The man next to me had a chicken in a cage who was clucking like mad but the strange thing is that he wasn’t flicking his head like normal chickens do. The reason for this is that it wasn’t a normal chicken. He was staring at me and the clucking bastard clucked like I’ve never seen or heard a chicken cluck before.

I could see his eyes bulging and there was a blazing fire in them which screamed of hell. He seemed to be looking right through me. I could feel his hideous eyes penetrating right to the back of my head. A terrible realization hit me.  He was trying to get out of the cage and go for me. I froze. It was the devil incarnate.

That’s a mean chicken!

I suddenly recalled sombrely running over a chicken that was crossing the street in the town of Mitchelstown on my way to Dublin a long time ago, I rolled straight over him, leaving him like a red and white pancake on the road. It was one early morning.

He’d done nothing wrong, all he was doing was trying to get to the other side of the road like every chicken that’s escaped from a farmyard from time immemorial, even when there were no roads. That’s what chickens do, they cross the road. Like a dog that buries a bone in the garden, it’s genetic. Every free chicken worthy of his chicken feed that has wandered from a farm or somebody’s kitchen has to cross the road once in his lifetime. They know it’s dangerous. But it’s like going to Mecca. He’s not a fully-fledged fowl of the Inter-Chickens’ Association if he doesn’t. If he wants his just reward in that great big henhouse in the sky he’s obliged to do it. I prayed subconscioulsy it hadn’t been his first time. And then it struck me that this particular chicken must have had it all worked out. Chickens don’t move fast and daytime traffic is perilous because they’ve got to keep looking two ways. Then there’s the noise which is terribly disorientating. He knew at that hour of the morning there wouldn’t be a car in sight. He was also white and he probably figured out that in the unlikely event of a car coming he would be more easily seen in the dark. Yes, that’s pretty straightforward thinking. All the odds were stacked in his favour, black night, white chicken, no traffic, still silence, no people. But something must have gone wrong, perhaps he had taken the crossing for granted.  I suddenly saw him. I bore down on him. He was looking in the opposite direction. I slammed on my brakes, I flashed my headlamps and the concomitant blast of the horn made him almost jump out of his feathers. I wished he had. He turned and stared. A pair of terrified eyes embodied his psyche. Too late, it was his last stare. Before I knew it he was under my wheel. As i felt the thump I choked. The unfortunte fowl had been looking the wrong way at the wrong time.

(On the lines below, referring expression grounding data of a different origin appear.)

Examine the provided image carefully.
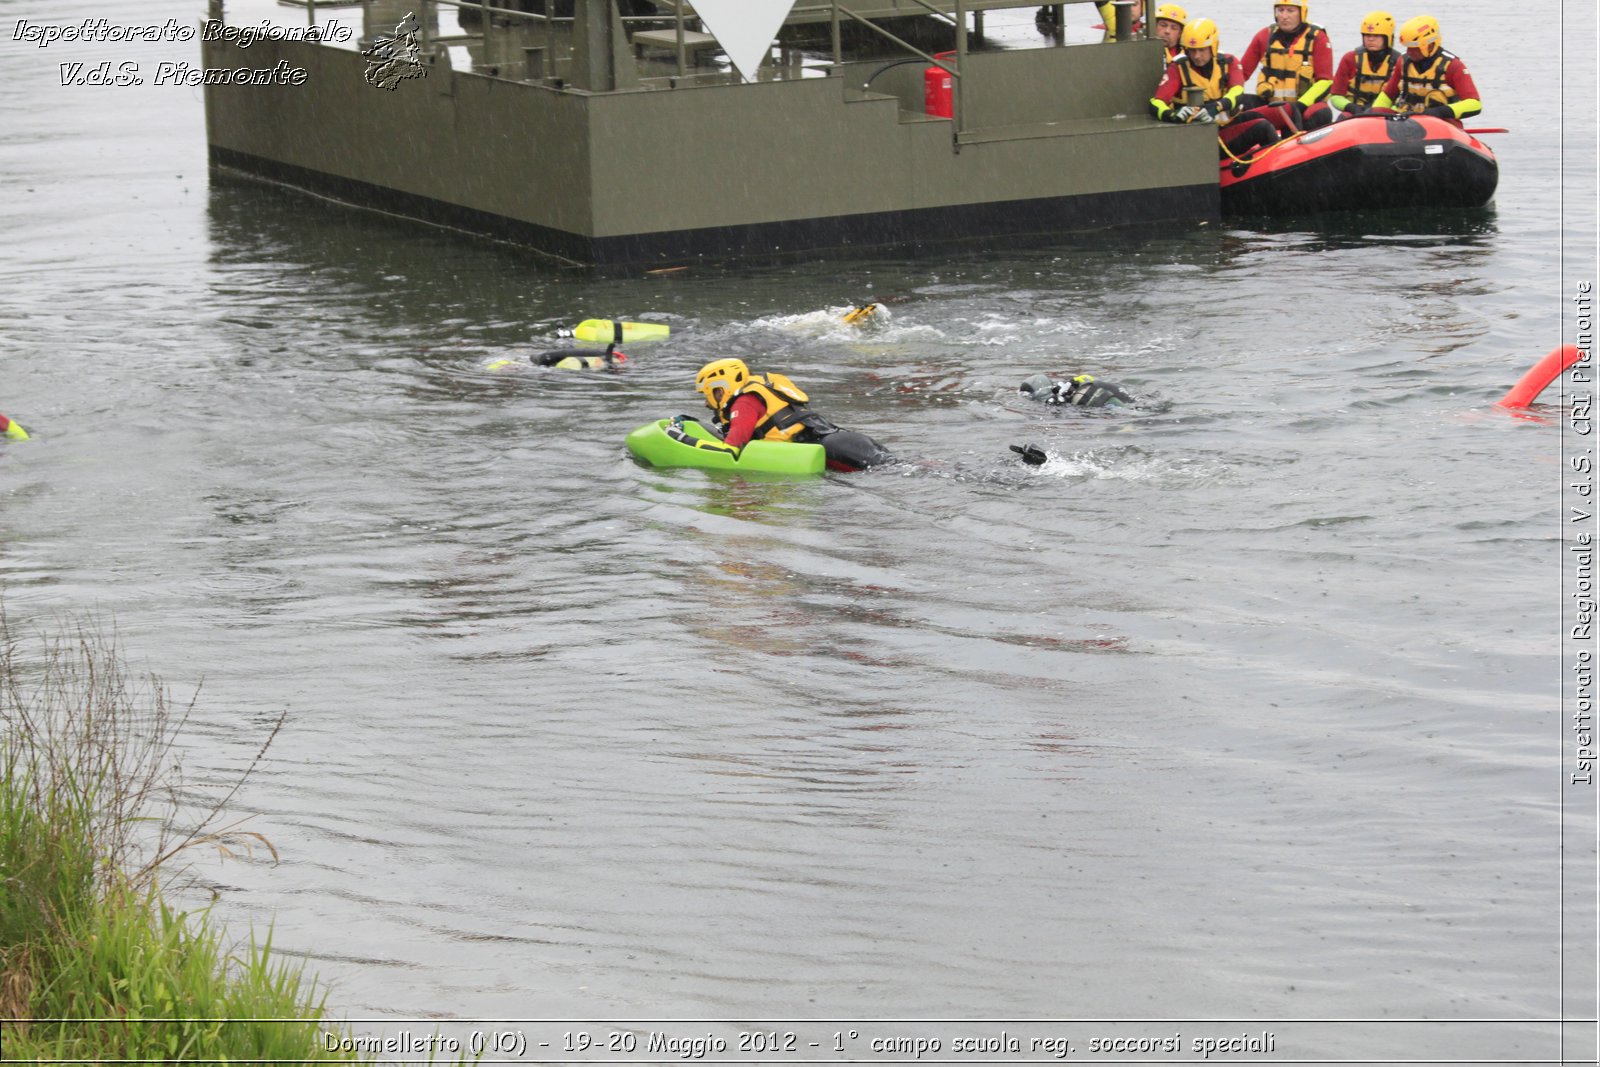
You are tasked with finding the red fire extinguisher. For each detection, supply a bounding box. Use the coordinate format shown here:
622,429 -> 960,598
924,51 -> 955,118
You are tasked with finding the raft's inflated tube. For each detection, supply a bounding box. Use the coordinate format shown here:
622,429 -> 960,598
1497,345 -> 1582,409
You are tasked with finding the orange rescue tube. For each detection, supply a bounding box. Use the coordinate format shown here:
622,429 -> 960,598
1497,345 -> 1583,409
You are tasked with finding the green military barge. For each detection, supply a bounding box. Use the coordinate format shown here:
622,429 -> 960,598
202,0 -> 1216,267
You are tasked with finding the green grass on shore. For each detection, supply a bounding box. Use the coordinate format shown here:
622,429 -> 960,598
0,615 -> 375,1063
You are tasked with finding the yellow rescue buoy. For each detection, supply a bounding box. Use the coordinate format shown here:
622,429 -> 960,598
573,319 -> 670,344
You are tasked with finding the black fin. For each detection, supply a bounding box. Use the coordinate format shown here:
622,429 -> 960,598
1010,443 -> 1049,466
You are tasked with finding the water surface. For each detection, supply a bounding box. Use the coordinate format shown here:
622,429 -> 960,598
0,1 -> 1594,1061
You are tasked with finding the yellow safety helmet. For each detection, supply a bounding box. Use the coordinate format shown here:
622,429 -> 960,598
1154,3 -> 1187,28
1359,10 -> 1394,42
1273,1 -> 1307,22
696,358 -> 751,413
1180,17 -> 1218,52
1398,14 -> 1440,57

A weird sense of pathos came over me and for a while I was driving on automatic pilot just thinking about the poor fowl. But I soon came to my senses and I shuddered when it struck me that there just might be another chicken trying to cross the road ahead of me. I realised I had been doing a ton. I slowed down to 80, then 70, then 60 and 50. I already had enough on my conscience.

Not all chickens are fundamentalists

I used to eat chicken, I loved it, but to this day just hearing the word sends a shiver down my spine and almost makes me feel sick. When one of my fellow-diners asks for chicken in a restaurant, I secretly wish there were a pandemic which would get rid of the blighters once and for all and forever. And I’m sick of hearing the answer chicken on a plane when you ask them what it is?

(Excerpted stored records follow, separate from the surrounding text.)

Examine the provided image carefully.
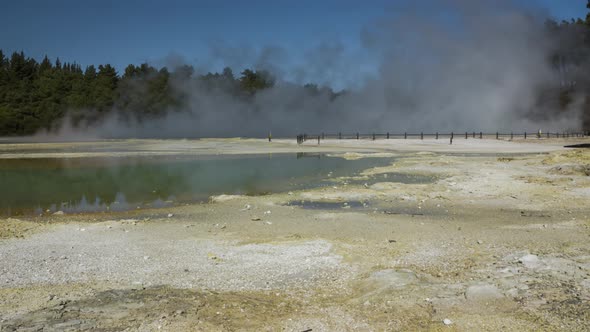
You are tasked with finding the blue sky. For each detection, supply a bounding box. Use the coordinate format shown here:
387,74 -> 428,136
0,0 -> 585,85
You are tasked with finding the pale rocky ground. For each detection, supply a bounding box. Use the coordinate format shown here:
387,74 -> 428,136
0,138 -> 589,331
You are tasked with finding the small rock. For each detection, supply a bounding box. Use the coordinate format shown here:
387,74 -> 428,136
388,239 -> 397,243
265,221 -> 273,225
519,254 -> 540,268
477,240 -> 483,245
264,210 -> 271,215
465,284 -> 504,301
241,204 -> 252,211
143,256 -> 150,260
167,213 -> 174,218
443,318 -> 452,325
251,217 -> 262,221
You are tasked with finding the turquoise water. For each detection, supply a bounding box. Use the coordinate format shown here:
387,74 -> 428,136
0,154 -> 394,216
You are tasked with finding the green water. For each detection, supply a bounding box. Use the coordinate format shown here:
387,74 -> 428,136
0,153 -> 394,216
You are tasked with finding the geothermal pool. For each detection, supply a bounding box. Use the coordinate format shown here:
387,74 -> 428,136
0,153 -> 397,216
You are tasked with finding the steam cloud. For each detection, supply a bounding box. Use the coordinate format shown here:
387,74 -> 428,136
43,0 -> 584,139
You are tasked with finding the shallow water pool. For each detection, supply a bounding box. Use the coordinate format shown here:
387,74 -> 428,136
0,153 -> 394,216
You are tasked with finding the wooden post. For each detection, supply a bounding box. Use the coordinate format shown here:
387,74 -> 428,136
436,132 -> 439,139
404,132 -> 407,139
524,132 -> 527,139
511,132 -> 513,140
356,133 -> 359,140
421,132 -> 424,140
465,132 -> 468,139
480,132 -> 482,139
317,136 -> 320,145
473,132 -> 475,138
387,132 -> 390,139
372,133 -> 376,140
450,132 -> 453,145
496,132 -> 499,140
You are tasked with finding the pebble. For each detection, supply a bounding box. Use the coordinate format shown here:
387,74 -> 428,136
167,213 -> 174,218
518,254 -> 540,268
443,318 -> 452,325
477,240 -> 483,244
465,284 -> 503,301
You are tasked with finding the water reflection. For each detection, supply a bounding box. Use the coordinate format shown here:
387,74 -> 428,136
0,154 -> 393,216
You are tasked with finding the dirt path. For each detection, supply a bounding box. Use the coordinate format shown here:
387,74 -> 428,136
0,139 -> 589,331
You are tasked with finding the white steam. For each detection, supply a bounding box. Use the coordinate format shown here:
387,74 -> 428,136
40,0 -> 583,139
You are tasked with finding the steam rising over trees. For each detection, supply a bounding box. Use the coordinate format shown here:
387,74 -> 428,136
0,52 -> 279,136
2,2 -> 590,136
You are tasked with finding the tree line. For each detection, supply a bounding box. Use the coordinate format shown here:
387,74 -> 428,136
0,50 -> 286,135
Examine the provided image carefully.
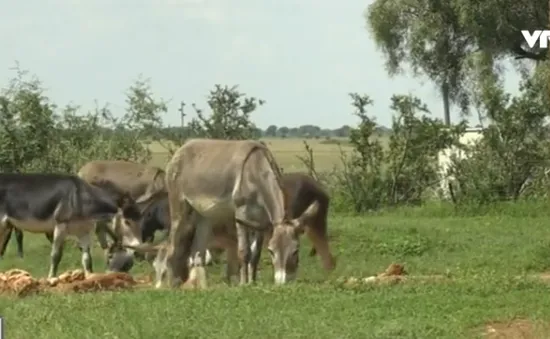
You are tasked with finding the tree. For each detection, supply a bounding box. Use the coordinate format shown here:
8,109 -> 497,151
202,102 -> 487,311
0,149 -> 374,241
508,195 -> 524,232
265,125 -> 278,137
366,0 -> 475,121
298,125 -> 321,138
335,125 -> 351,137
0,66 -> 57,172
452,0 -> 548,62
325,93 -> 463,212
366,0 -> 550,120
187,85 -> 264,140
0,65 -> 165,173
446,74 -> 550,204
278,126 -> 289,138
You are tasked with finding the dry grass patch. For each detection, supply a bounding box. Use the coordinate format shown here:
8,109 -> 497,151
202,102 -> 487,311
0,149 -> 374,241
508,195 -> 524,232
479,318 -> 550,339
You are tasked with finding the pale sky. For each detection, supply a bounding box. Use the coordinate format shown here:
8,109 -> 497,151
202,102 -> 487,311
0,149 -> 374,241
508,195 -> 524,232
1,0 -> 523,129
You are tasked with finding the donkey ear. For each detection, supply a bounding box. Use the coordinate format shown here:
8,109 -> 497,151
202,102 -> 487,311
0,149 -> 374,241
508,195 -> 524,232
292,221 -> 306,235
291,201 -> 319,235
123,243 -> 162,255
295,201 -> 319,225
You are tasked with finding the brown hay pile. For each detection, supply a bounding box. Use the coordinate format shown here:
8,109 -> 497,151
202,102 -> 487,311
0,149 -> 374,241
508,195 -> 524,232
0,269 -> 43,297
340,263 -> 408,287
0,269 -> 139,297
53,272 -> 136,293
339,263 -> 450,287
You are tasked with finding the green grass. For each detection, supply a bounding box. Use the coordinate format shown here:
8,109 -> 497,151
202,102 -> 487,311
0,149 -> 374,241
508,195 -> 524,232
2,208 -> 550,338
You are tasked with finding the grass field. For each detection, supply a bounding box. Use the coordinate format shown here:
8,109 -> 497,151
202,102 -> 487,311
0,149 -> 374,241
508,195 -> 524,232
148,137 -> 356,172
0,138 -> 546,338
1,206 -> 550,338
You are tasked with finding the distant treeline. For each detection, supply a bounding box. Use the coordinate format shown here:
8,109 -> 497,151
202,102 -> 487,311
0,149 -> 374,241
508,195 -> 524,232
86,124 -> 393,140
159,124 -> 391,139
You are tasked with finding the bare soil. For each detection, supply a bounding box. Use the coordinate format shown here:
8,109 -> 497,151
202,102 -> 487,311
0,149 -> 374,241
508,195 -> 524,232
533,272 -> 550,282
480,318 -> 550,339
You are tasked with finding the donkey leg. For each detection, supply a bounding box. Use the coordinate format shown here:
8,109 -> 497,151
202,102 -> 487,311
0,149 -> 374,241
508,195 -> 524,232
224,243 -> 239,285
48,223 -> 68,279
0,223 -> 13,258
166,217 -> 194,287
235,222 -> 251,285
14,228 -> 24,258
95,220 -> 111,261
75,222 -> 94,275
187,218 -> 212,289
248,231 -> 264,283
45,232 -> 54,244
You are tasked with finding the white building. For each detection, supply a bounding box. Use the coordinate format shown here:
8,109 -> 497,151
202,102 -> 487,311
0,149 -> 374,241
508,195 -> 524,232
437,127 -> 484,199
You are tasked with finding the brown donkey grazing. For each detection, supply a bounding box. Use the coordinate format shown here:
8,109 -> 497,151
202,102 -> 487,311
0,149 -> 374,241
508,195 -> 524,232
78,160 -> 166,256
130,172 -> 336,273
127,171 -> 336,288
157,138 -> 320,288
205,172 -> 336,280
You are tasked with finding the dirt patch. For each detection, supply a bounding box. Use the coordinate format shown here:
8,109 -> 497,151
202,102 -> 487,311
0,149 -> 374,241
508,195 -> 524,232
480,319 -> 550,338
532,272 -> 550,283
513,272 -> 550,284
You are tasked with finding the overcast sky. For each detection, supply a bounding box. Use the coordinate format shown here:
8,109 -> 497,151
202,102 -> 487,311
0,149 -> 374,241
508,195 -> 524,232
1,0 -> 523,129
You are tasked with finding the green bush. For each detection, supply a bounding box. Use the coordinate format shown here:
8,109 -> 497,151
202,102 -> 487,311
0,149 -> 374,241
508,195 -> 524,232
301,93 -> 464,213
300,71 -> 550,215
5,63 -> 550,219
0,66 -> 264,173
0,67 -> 164,172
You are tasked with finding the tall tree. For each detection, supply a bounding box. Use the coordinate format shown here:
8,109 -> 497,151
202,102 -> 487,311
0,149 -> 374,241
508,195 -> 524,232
365,0 -> 549,121
265,125 -> 278,137
366,0 -> 474,122
452,0 -> 547,61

-It’s chicken today sir (it’s chicken every f-cking day)

-Have you got Vegetarian? Fish?

-Yes, but we’ve run out of fish, I’m afraid

Then they tell me you’ve to fill out an online form upon booking if you want vegetarian.

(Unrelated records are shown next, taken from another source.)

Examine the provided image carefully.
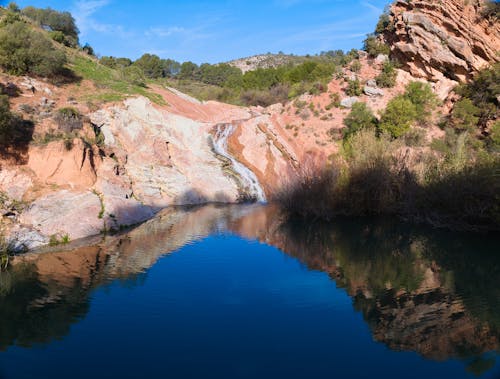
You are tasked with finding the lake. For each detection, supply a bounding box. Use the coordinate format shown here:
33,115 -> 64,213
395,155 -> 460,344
0,204 -> 499,379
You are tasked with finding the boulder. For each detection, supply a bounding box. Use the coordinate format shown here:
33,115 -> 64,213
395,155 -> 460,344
364,85 -> 385,97
340,97 -> 359,108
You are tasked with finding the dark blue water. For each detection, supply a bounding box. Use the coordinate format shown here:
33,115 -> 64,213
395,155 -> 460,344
0,205 -> 499,379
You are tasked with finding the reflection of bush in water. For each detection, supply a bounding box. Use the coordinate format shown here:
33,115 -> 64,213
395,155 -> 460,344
279,218 -> 427,294
279,217 -> 500,331
0,262 -> 90,351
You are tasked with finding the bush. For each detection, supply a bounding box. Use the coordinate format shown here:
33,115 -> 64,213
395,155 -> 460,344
54,107 -> 82,133
345,79 -> 362,96
0,21 -> 67,77
343,102 -> 377,140
404,128 -> 427,147
376,61 -> 397,88
0,94 -> 34,159
403,81 -> 438,124
363,34 -> 390,57
276,127 -> 500,232
450,98 -> 480,132
488,121 -> 500,150
350,60 -> 362,73
456,63 -> 499,126
379,96 -> 417,138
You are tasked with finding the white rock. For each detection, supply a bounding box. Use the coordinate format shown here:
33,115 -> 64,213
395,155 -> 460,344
340,97 -> 359,108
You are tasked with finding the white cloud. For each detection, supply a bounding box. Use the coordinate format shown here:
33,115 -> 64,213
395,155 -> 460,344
72,0 -> 132,39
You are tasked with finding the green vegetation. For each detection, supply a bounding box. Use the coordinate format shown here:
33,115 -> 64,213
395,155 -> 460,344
343,102 -> 377,140
49,234 -> 70,246
54,107 -> 82,133
276,128 -> 499,232
376,60 -> 397,88
0,21 -> 66,77
21,5 -> 79,47
345,79 -> 362,96
71,55 -> 166,105
363,34 -> 390,58
379,96 -> 417,138
403,81 -> 438,124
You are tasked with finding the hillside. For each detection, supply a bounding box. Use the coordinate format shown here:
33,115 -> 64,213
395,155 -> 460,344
0,0 -> 498,251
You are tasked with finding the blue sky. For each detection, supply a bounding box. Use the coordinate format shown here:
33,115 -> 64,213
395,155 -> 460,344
11,0 -> 390,63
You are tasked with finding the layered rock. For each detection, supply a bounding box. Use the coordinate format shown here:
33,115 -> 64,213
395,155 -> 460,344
386,0 -> 500,81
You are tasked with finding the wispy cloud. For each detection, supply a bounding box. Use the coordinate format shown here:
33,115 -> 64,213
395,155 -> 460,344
361,1 -> 383,14
72,0 -> 132,39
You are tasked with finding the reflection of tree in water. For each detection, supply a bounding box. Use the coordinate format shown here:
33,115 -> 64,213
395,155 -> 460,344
276,216 -> 500,371
0,262 -> 89,350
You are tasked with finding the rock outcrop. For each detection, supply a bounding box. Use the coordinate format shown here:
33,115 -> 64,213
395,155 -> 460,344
386,0 -> 500,81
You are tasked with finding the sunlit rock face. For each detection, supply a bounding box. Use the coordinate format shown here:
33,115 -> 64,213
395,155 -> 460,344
385,0 -> 499,82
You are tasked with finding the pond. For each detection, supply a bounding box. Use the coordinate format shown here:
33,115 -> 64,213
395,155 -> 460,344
0,205 -> 499,379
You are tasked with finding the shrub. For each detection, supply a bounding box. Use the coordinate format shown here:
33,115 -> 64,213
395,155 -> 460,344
363,34 -> 390,57
376,61 -> 397,88
379,96 -> 417,138
456,63 -> 499,126
403,81 -> 438,124
0,10 -> 22,26
54,107 -> 82,133
351,60 -> 362,73
343,102 -> 377,140
488,121 -> 500,150
345,79 -> 362,96
450,98 -> 480,132
0,21 -> 67,77
404,128 -> 427,147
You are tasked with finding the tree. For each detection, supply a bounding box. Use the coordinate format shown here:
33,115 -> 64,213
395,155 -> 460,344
343,102 -> 377,139
379,96 -> 417,138
21,6 -> 79,45
0,21 -> 67,77
179,61 -> 199,80
133,53 -> 164,78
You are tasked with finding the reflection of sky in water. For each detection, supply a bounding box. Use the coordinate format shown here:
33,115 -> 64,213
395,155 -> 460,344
0,205 -> 499,379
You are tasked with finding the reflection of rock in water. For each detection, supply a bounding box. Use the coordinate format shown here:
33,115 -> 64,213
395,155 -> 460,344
224,207 -> 500,362
2,204 -> 500,366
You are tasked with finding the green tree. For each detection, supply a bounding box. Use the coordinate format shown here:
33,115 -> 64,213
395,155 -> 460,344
0,21 -> 67,77
343,102 -> 377,139
133,53 -> 164,78
179,61 -> 200,80
21,6 -> 79,45
379,96 -> 417,138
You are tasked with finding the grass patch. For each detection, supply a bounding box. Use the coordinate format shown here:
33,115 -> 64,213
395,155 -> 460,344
70,55 -> 167,105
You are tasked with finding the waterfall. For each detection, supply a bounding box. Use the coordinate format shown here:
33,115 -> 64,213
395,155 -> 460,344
211,123 -> 266,203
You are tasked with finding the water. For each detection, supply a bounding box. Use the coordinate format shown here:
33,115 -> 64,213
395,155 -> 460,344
0,205 -> 499,379
211,123 -> 266,202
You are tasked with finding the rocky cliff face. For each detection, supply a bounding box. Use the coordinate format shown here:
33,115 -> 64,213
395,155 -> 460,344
386,0 -> 499,81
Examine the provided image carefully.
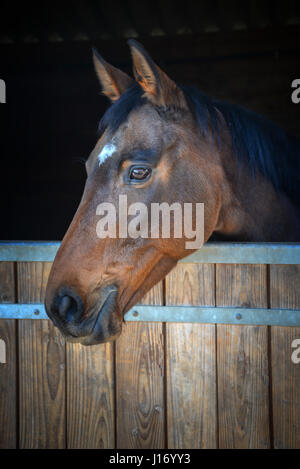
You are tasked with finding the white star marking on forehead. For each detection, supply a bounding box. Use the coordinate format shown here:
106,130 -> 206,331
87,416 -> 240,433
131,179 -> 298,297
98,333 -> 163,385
98,142 -> 117,166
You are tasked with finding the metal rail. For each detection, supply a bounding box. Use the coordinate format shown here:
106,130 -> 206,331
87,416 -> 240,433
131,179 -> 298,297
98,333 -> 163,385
0,303 -> 299,326
0,241 -> 299,325
1,241 -> 300,264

Politely, I tell them to stick it.

-Any nuts? And could I have another bottle of wine while you’re there?

-White or red, Sir?

-I can’t make up my mind, just give me one of each. And another packet of nuts as you’re at it. If I don’t get something to eat quick I’ll die of hunger up here amidst the fluff (bloody trolly dollies, always make my flight a misery… Aah, but i suppose it’s not  their fault).